The branch of the future will be akin to the USS Enterprise consoles from “Star Trek,” where data based on intelligence and self-learning capabilities will be delivered automatically on a consistent basis. Customers will be flooded with data and in-depth analytics conducted by robotic advisors, which will take into account historical facts and past trends and ultimately assist in helping individuals make smarter investments. Holograms are already adopted by some banks to provide customers with a virtual advisor; a trend that will only increase in the future.
In a decade, banking customers will want to pre-arrange branch interactions and banks will be in a position to enable this scheduling. This could be at standard bank location, or even a small location with only a video connection to a personal banker. At the same time, most banks will maintain larger branch footprints that will showcase their products and technology, becoming a magnet for new customer acquisition. In these larger branches, we can expect to see greeters with the ability to determine a customer’s identity using intelligent device-based beacon capabilities.

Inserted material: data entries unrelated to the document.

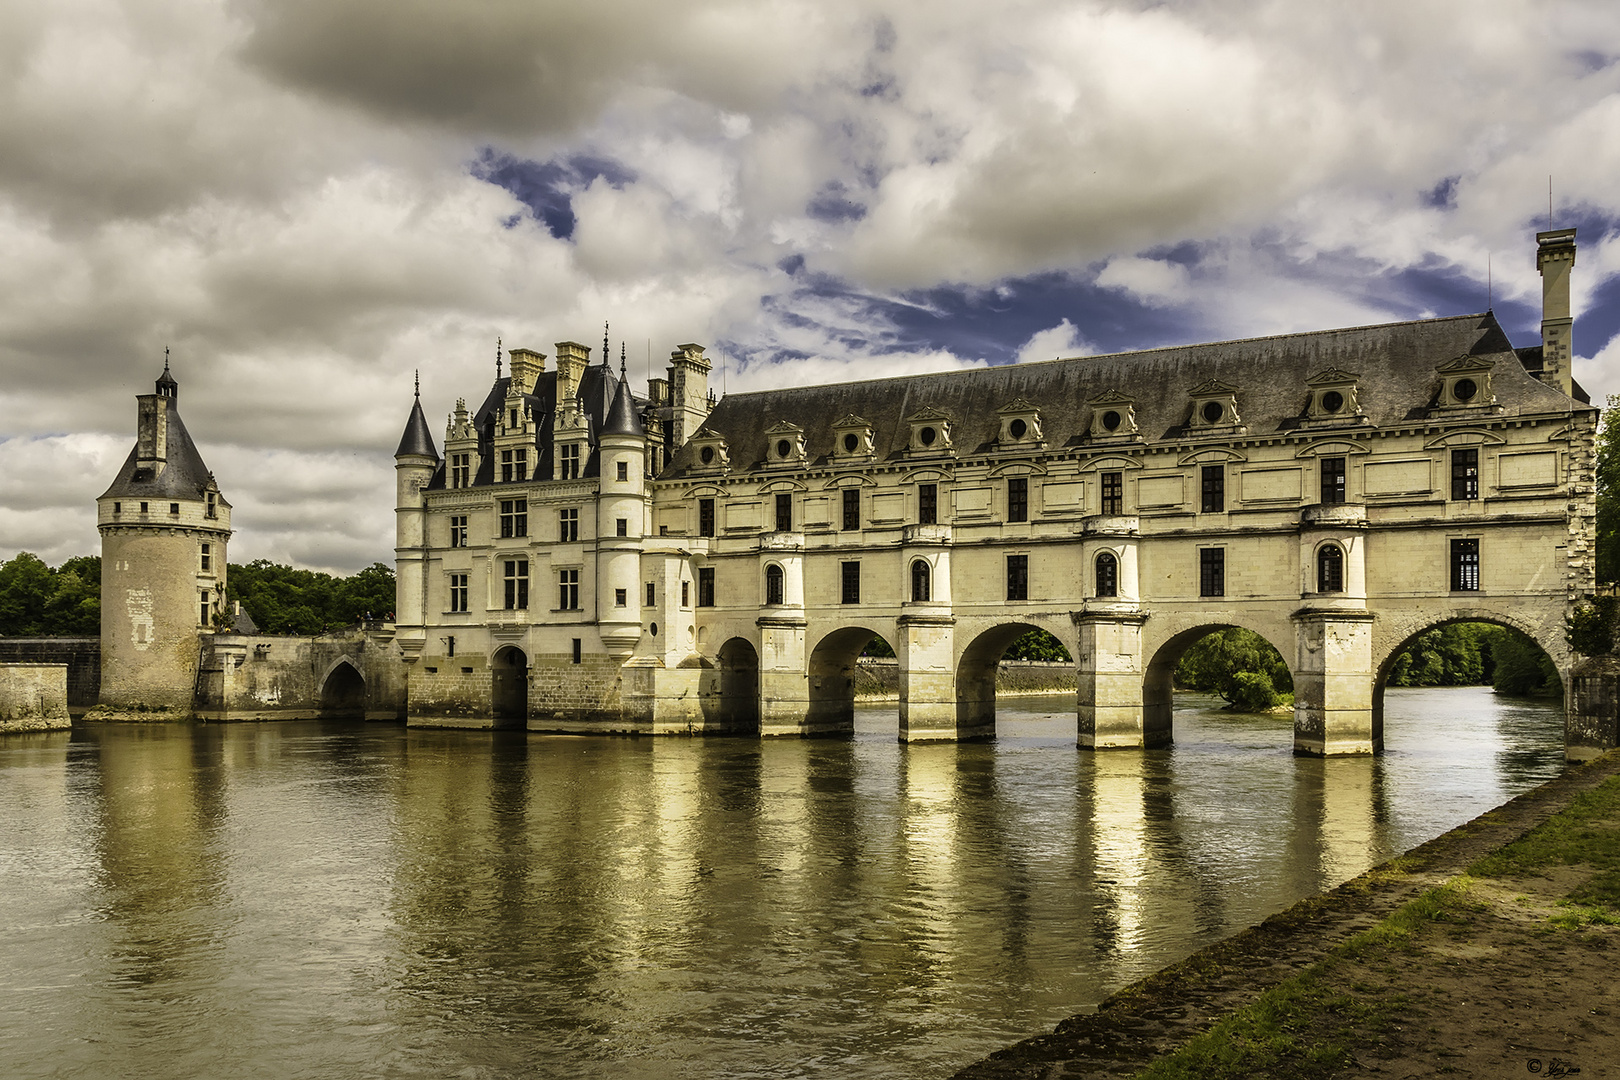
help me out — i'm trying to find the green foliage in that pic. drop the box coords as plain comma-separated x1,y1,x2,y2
1384,621,1559,696
1175,628,1292,711
1491,626,1561,695
1567,596,1617,657
1596,395,1620,584
0,552,101,636
1003,628,1072,662
226,560,395,635
860,635,894,658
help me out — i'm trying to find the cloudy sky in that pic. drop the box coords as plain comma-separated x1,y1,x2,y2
2,0,1619,574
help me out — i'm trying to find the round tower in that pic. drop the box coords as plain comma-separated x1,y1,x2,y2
96,360,232,717
393,374,439,662
595,361,646,660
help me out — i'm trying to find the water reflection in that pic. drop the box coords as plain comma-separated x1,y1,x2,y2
0,688,1567,1080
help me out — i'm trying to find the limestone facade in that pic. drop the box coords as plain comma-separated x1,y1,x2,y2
394,233,1603,756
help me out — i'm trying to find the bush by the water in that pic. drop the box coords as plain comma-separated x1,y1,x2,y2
1174,627,1293,711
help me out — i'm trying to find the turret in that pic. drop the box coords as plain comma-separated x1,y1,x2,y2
1536,228,1577,397
394,375,439,656
596,360,647,660
95,359,232,717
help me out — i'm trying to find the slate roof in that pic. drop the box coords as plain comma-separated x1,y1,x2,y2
667,313,1591,477
601,369,645,436
100,395,225,503
395,395,438,458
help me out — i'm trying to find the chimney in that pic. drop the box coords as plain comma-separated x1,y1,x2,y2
135,395,168,477
1536,227,1577,397
667,343,712,448
507,348,546,394
554,341,589,401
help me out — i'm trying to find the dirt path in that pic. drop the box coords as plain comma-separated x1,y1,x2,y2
954,752,1620,1080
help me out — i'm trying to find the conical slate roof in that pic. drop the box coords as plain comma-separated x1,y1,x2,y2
395,394,438,459
99,394,223,502
601,369,644,436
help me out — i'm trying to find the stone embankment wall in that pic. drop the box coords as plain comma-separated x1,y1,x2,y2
0,664,71,732
198,629,406,722
854,659,1074,699
0,638,100,711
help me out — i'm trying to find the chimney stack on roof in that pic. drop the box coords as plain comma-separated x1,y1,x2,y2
1536,227,1577,398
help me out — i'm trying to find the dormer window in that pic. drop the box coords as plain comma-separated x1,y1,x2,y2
500,448,528,482
1087,390,1140,439
1435,356,1497,410
831,414,876,460
688,429,730,474
205,492,217,519
765,420,807,468
1304,368,1364,424
1187,379,1243,432
996,400,1043,449
559,443,580,479
451,453,471,488
904,407,954,456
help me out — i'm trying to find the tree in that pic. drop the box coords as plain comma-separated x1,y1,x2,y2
0,553,101,636
1596,395,1620,584
1174,628,1292,709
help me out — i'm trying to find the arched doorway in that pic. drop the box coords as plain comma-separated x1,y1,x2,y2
717,637,761,734
319,660,365,719
808,626,892,736
1142,623,1295,747
956,624,1073,739
1373,617,1563,748
491,646,528,729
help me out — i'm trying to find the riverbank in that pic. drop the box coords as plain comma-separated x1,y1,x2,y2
954,749,1620,1079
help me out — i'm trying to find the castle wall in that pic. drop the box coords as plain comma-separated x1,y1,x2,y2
0,664,71,732
0,638,100,710
196,630,405,722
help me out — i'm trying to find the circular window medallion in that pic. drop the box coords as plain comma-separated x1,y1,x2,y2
649,622,658,637
1102,410,1122,432
843,433,859,452
1201,401,1225,424
919,426,937,446
776,439,792,458
699,446,715,465
1453,378,1477,402
1009,418,1027,440
1321,390,1344,413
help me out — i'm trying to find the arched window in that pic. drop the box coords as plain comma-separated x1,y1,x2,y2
765,564,784,605
1317,544,1344,593
1095,551,1118,597
911,559,931,602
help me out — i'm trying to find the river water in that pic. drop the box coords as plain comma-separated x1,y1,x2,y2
0,687,1565,1079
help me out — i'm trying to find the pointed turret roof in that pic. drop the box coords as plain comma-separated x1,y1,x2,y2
601,365,644,437
395,375,438,458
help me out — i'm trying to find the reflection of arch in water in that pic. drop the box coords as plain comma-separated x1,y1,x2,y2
716,637,761,734
491,645,528,729
1142,621,1295,748
319,658,366,719
1371,612,1564,749
956,621,1072,739
808,626,891,736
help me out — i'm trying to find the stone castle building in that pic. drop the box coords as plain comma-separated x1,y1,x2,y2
391,229,1610,757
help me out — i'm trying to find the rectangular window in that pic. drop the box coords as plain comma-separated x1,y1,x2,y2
615,588,627,607
200,543,211,572
1452,448,1480,500
449,515,467,548
697,567,715,607
140,501,148,514
200,593,210,627
646,582,656,607
451,453,470,488
205,492,216,519
559,507,578,542
918,483,937,525
500,448,527,482
499,498,528,538
1199,548,1225,597
572,638,582,664
1451,538,1480,591
699,498,715,537
1100,472,1123,515
448,636,455,658
1321,457,1347,505
1008,477,1028,522
840,561,861,604
560,443,581,480
449,573,468,612
1201,465,1224,513
843,488,861,530
616,518,628,537
504,560,530,610
681,580,690,607
113,502,121,513
1006,554,1028,601
775,492,792,532
616,460,628,482
170,502,180,515
556,567,578,610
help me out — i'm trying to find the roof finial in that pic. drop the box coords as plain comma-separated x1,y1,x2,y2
603,322,610,366
163,345,170,373
620,341,627,377
495,336,503,379
414,369,420,399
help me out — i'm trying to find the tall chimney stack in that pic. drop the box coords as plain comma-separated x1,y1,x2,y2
1536,227,1577,397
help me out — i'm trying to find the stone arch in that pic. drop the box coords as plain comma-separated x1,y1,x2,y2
1371,609,1567,746
716,636,761,734
1142,619,1297,747
808,625,892,736
319,658,365,719
490,645,528,729
955,620,1074,739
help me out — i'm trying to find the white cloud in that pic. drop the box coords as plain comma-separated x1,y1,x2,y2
1015,320,1094,364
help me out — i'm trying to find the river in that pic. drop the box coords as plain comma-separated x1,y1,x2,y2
0,687,1565,1079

We’ll continue to see a reduction in people coming to branches to get help with transactions and opening accounts, while seeing an increase in people coming to branches for advice and financial coaching sessions. Therefore, there will be a more proactive versus reactive approach by the bank to generate foot traffic. And with the advent of mobile tools and the ability to work anywhere, bankers will become much more flexible in how they meet their customers’ demands. They’ll be able to meet their clients at coffee shops, their homes, their places of business and over video.
Services only offered at the branch will also be available anywhere via cloud-based solutions. This will enable bankers to get out into the community to build relationships, advise clients and close more deals. Processes such as getting a loan will actually become more transparent, faster and seamless across channels. Speed is also going to be a key attribute to banks in the future. One of the ways we’ll likely see this is in continued innovations around faster identification of customers – combined with workflows that can take the information and move the process along more efficiently.
Technologies and programs will give bank employees better, faster information, and help them deliver superior face-to-face sales and service experiences to customers. That will be more important than ever. Meanwhile, branches will continue to have paramount importance for new account openings, loan production, problem resolution and small business customers. There may be uncertainty about exactly what the branch of the future will look like. But there is no uncertainty that branches will play an important role long into our futures.